I sat among friends who all experienced this grand, surpassing peace, knowing that no matter what happened in this life, they were fully convinced of God’s love for them. And I sat bitterly alone, knowing that while I preached His love and grace exist freely for the entire world, I kept none for myself. How could I allow myself to be loved by God when I was convinced that I was unlovable? There was no lonelier feeling.
My prayer became, “Convince me, O God. Convince me of Your Great Love. I beg you. Please convince me.” I found myself unable to enjoy the affection of others, the beauty of nature, the comfort of home, all because within my heart I did not believe God loved me.
Scrolling through old photographs on one particular day, I came coincidentally upon one of my baptism. I had seen the picture many times before but was unable to tear myself away from the image. The peaceful, joyful smile on my face as I stood drenched in the Living Water captivated me. Lyrics to a song echoed through my mind: Even when the rain falls, even when the flood starts rising, even when the storm comes…I am washed by the water.
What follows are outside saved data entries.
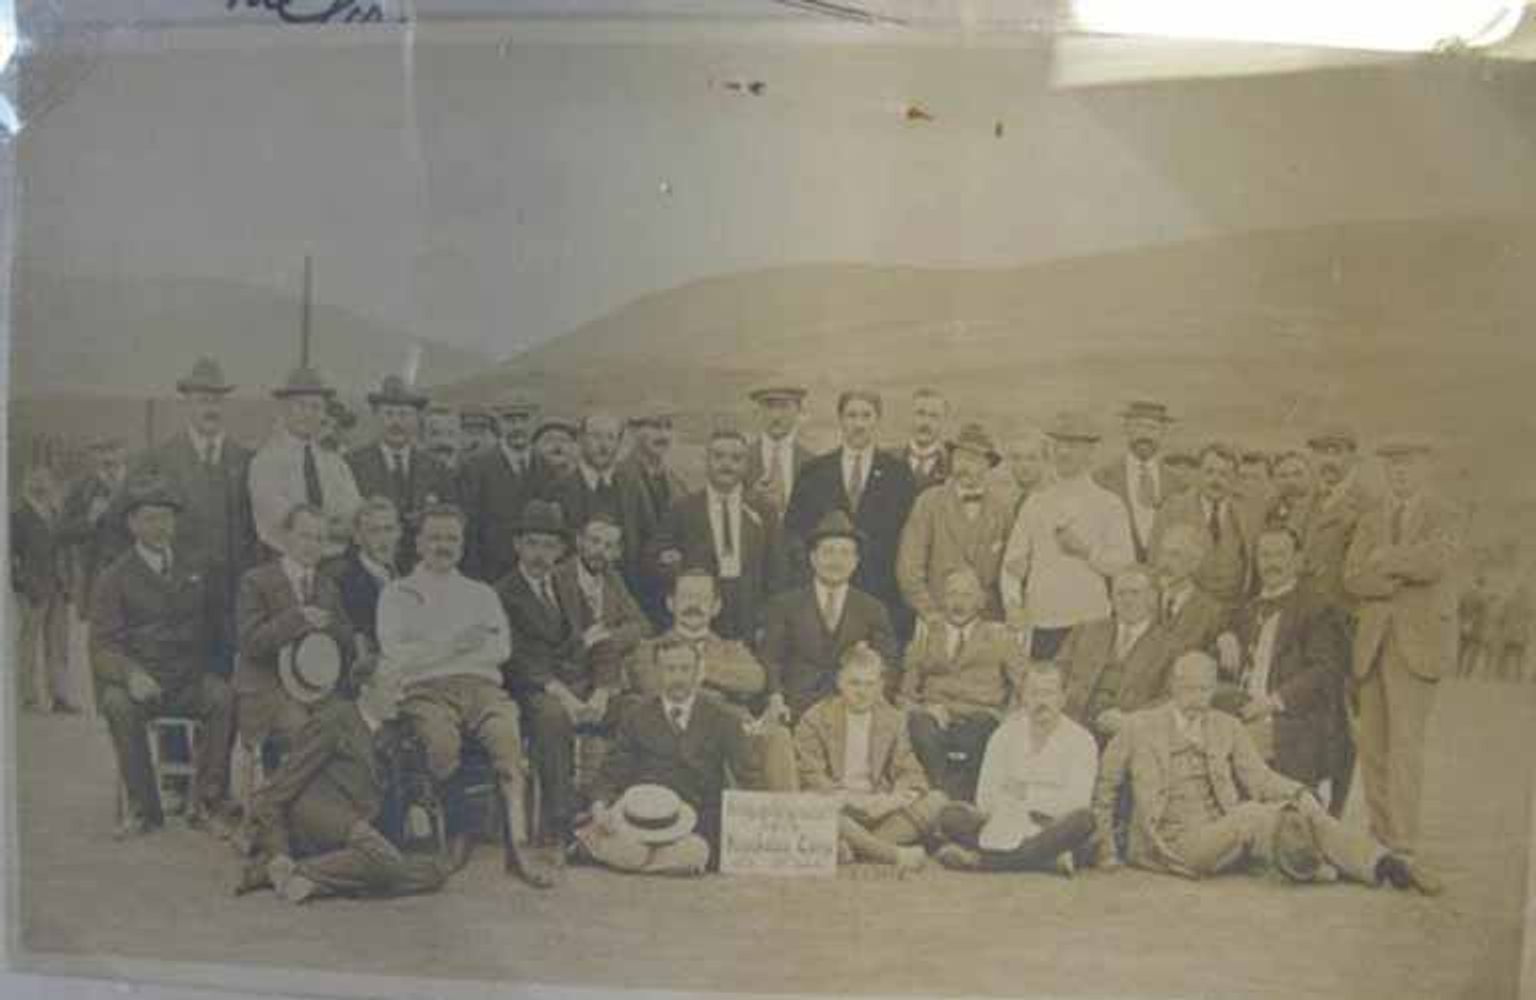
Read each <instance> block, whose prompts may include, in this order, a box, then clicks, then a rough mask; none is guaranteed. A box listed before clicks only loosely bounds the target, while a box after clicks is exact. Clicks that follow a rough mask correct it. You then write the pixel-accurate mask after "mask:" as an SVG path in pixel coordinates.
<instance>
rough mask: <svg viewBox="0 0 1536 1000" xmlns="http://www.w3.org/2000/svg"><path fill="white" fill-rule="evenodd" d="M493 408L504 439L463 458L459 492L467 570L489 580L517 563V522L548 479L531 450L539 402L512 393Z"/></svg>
mask: <svg viewBox="0 0 1536 1000" xmlns="http://www.w3.org/2000/svg"><path fill="white" fill-rule="evenodd" d="M493 409H495V413H496V421H498V424H499V427H501V441H499V442H498V445H496V447H495V449H488V450H485V452H481V453H479V455H476V456H475V458H470V459H467V461H465V462H464V467H462V469H461V470H459V490H458V492H459V496H461V498H462V501H464V513H465V515H468V538H467V539H465V544H464V571H465V573H467V575H470V576H473V578H475V579H479V581H485V582H488V584H495V582H496V581H499V579H501V578H502V576H505V575H507V573H510V571H511V567H513V565H515V564H516V562H518V553H516V550H515V547H513V522H515V521H516V519H518V516H519V515H522V508H524V505H525V504H527V502H528V501H530V499H533V498H535V496H539V495H541V490H542V488H544V485H545V484H547V482H548V479H550V472H548V469H547V465H545V464H544V462H542V459H539V458H538V456H536V455H535V452H533V429H535V424H536V422H538V419H539V406H538V404H536V402H533V401H531V399H528V398H525V396H511V398H508V399H502V401H501V402H499V404H496V407H493Z"/></svg>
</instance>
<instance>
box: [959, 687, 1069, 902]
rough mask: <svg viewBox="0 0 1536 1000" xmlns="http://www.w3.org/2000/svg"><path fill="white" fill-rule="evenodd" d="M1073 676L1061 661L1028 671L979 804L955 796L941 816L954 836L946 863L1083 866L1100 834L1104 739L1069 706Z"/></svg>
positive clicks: (989, 868) (966, 867) (992, 748)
Another thought came over me. A different Voice spoke. This happened. No matter what has happened since then, or what will happen tomorrow, THIS still happened, so nothing else matters.
I was still the same girl in the photograph. Perhaps I was still capable of the same joy and peace. I knew that on the day of my baptism there was nothing I was convinced of more than God’s love for me. Maybe I could be convinced again.
I walked into the kitchen, thoughts swirling. The Voice spoke again.
What? What’s here? I looked around. My eyes fell upon my sweet cat lounging under the table, then on my loyal dog staring up at me, her face awash with devotion. The flowers on the table, the coffee on the counter, the food I was about to enjoy. My hands flew to my mouth and tears sprang to my eyes as I slowly explored what I was discovering.
It was everywhere.
His Great Love was everywhere. In my wedding pictures, in the sunlight streaming in through the kitchen window, in the protective walls around me, in my last name. Despite the years of self-abuse, the nights I had spent in the arms of darkness, the hatred that had spewed from my lips, His Great Love was still delivering me. Every morning that I awoke in open and spacious freedom, every afternoon that I did not go home to loneliness, every night that I lay with my husband, and every moment that my heart kept beating was evidence.